À savoir si l’idée d’exiger un test d’amiante en amont des rénovations est possible, le maire de Saint-Jérôme répond que ça ne l’est pas « pour l’instant ». Il ajoute : « tant que rien n’est légiféré là-dessus, on ne peut pas ».
L’amiante : Les risques pour la santé
« Les fibres d’amiante contenues dans certains matériaux friables peuvent se détacher très facilement, surtout lors de manipulations, de chocs ou de vibrations. Extrêmement fines, parfois invisibles à l’œil nu, ces fibres se propagent alors dans l’air ambiant. Et c’est là le danger.
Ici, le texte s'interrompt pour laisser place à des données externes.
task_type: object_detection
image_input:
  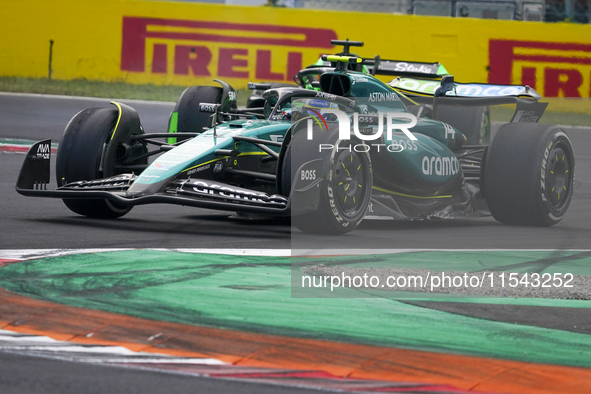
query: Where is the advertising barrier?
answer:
[0,0,591,97]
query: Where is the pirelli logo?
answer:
[121,17,337,81]
[488,40,591,97]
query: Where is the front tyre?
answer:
[484,123,575,226]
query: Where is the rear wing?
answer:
[388,75,548,123]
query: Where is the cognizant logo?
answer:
[307,108,417,152]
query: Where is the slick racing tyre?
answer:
[56,108,147,218]
[175,86,223,133]
[280,119,372,234]
[483,123,575,226]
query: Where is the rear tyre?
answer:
[281,125,372,234]
[56,108,145,218]
[484,123,575,226]
[174,86,223,133]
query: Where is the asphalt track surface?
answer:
[0,94,591,393]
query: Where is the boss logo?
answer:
[302,170,316,181]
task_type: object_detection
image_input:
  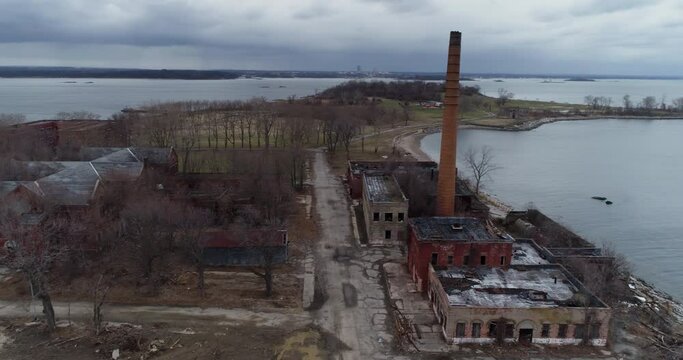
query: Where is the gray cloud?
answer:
[0,0,683,75]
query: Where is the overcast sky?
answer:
[0,0,683,76]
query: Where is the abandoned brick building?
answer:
[398,32,611,346]
[408,217,513,291]
[363,174,408,245]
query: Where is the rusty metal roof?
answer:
[363,175,407,202]
[408,216,504,242]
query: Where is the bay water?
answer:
[421,119,683,300]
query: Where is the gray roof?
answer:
[363,175,407,202]
[80,147,173,165]
[408,217,504,242]
[436,265,580,308]
[0,148,172,206]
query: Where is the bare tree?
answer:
[400,101,413,126]
[121,195,179,278]
[92,275,109,335]
[465,146,500,194]
[233,218,286,297]
[496,88,515,106]
[0,211,68,331]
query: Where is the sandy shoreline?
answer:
[397,127,441,161]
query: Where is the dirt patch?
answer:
[0,320,300,360]
[0,189,318,309]
[342,283,358,307]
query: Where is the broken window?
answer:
[472,323,481,338]
[455,322,465,337]
[489,321,498,337]
[432,253,439,266]
[505,323,515,338]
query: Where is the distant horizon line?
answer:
[0,65,683,80]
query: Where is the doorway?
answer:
[519,329,534,345]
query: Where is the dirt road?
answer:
[0,301,311,327]
[313,151,400,359]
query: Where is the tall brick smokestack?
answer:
[436,31,460,216]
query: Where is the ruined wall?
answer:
[408,230,512,291]
[363,186,408,245]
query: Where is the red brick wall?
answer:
[408,228,512,291]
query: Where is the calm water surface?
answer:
[422,120,683,300]
[0,78,348,120]
[462,78,683,106]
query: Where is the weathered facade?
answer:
[408,217,512,291]
[428,265,611,346]
[346,161,438,199]
[363,175,408,245]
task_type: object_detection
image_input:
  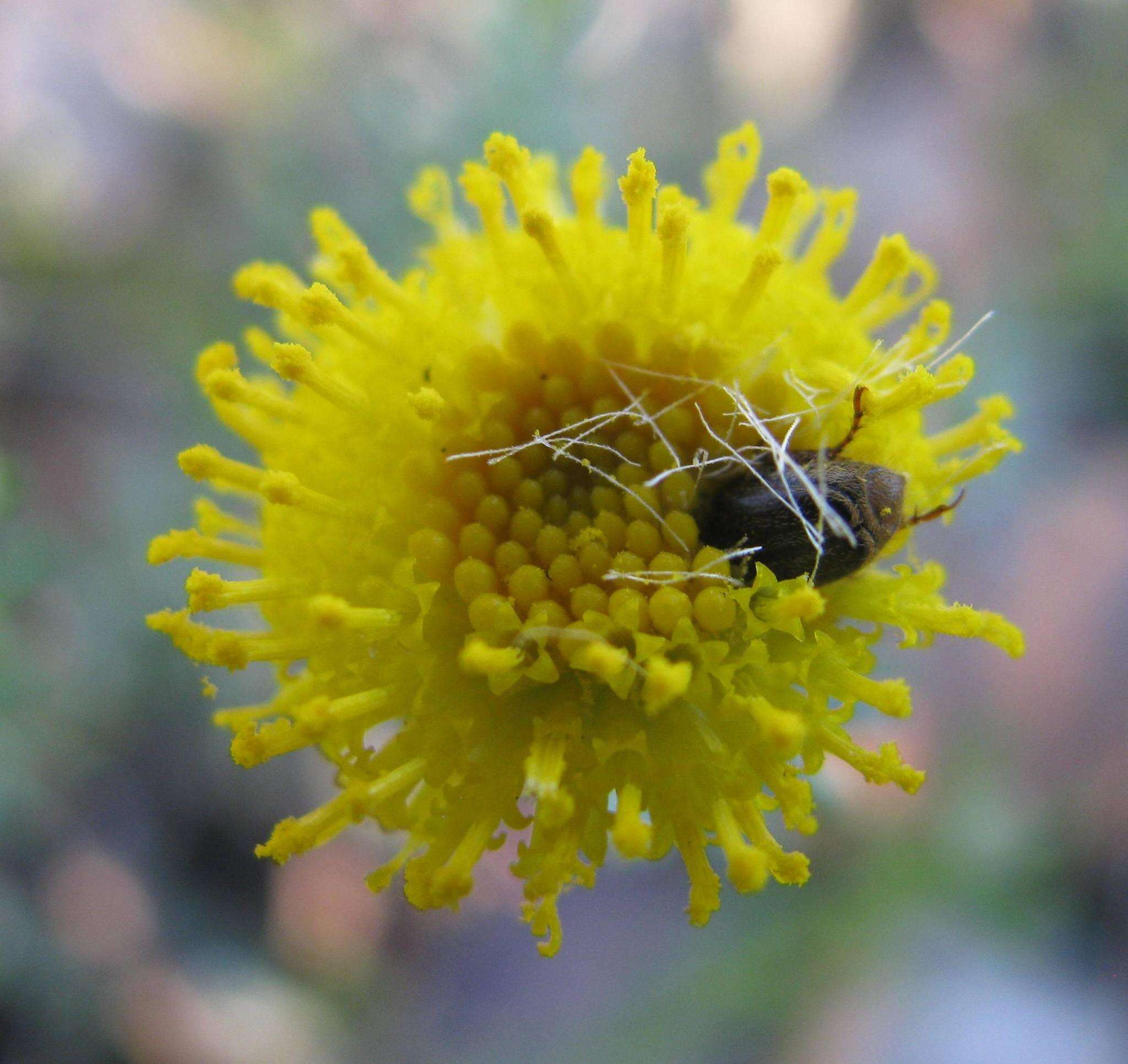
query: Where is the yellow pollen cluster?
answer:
[149,125,1022,954]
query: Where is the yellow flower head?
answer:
[149,125,1022,953]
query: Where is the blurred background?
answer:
[0,0,1128,1064]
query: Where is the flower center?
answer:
[409,327,736,656]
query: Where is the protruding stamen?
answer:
[734,802,811,885]
[642,655,694,713]
[298,278,379,344]
[611,783,653,860]
[521,209,583,307]
[231,262,305,314]
[177,444,353,518]
[458,163,506,248]
[148,528,263,569]
[193,496,262,539]
[309,595,402,639]
[524,717,580,826]
[898,299,952,361]
[759,167,806,244]
[255,757,426,865]
[658,196,691,309]
[704,122,760,221]
[484,133,539,215]
[271,343,371,418]
[184,569,306,614]
[145,609,319,669]
[729,247,783,326]
[619,148,658,252]
[309,207,417,309]
[675,822,721,927]
[231,687,388,768]
[203,369,301,421]
[819,725,925,795]
[713,798,768,893]
[572,145,606,226]
[843,233,913,314]
[196,341,239,392]
[802,188,857,272]
[407,166,463,240]
[929,395,1014,457]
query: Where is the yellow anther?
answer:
[271,343,371,418]
[407,388,447,421]
[458,163,506,248]
[704,122,760,221]
[619,148,658,251]
[484,133,539,214]
[843,233,913,314]
[759,167,806,244]
[196,341,239,391]
[802,188,857,273]
[642,656,694,713]
[407,166,462,239]
[729,247,783,326]
[521,208,583,307]
[458,639,524,676]
[571,145,607,226]
[658,196,690,310]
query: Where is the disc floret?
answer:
[149,126,1022,953]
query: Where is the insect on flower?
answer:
[695,385,963,587]
[149,125,1022,954]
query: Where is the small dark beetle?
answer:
[695,387,963,586]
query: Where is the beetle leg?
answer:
[904,488,968,525]
[827,385,866,462]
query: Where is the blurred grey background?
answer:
[0,0,1128,1064]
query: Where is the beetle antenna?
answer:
[904,488,968,525]
[827,385,866,460]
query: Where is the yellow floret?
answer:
[149,124,1023,953]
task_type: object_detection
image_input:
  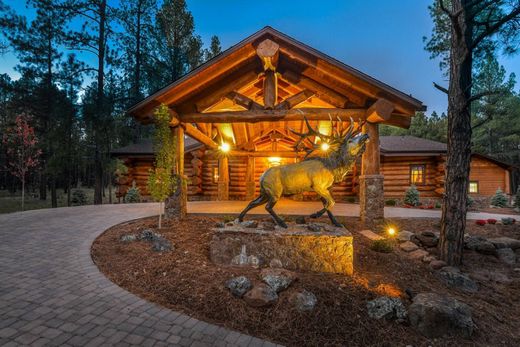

Lorsqu’une personne respire des fibres d’amiante, plus le nombre de fibres inhalées est grand, plus la période d’exposition est longue, plus le risque pour la santé est important », peut-on lire dans un aide-mémoire de la CNESST sur les dangers de l’exposition à l’amiante.
Entre autres, l’exposition aux fibres d’amiante peut augmenter les risques d’amiantose, une fibrose pulmonaire, de cancer du poumon et de mésothéliome, un cancer assez rare de l’enveloppe du poumon ou de l’enveloppe de l’abdomen.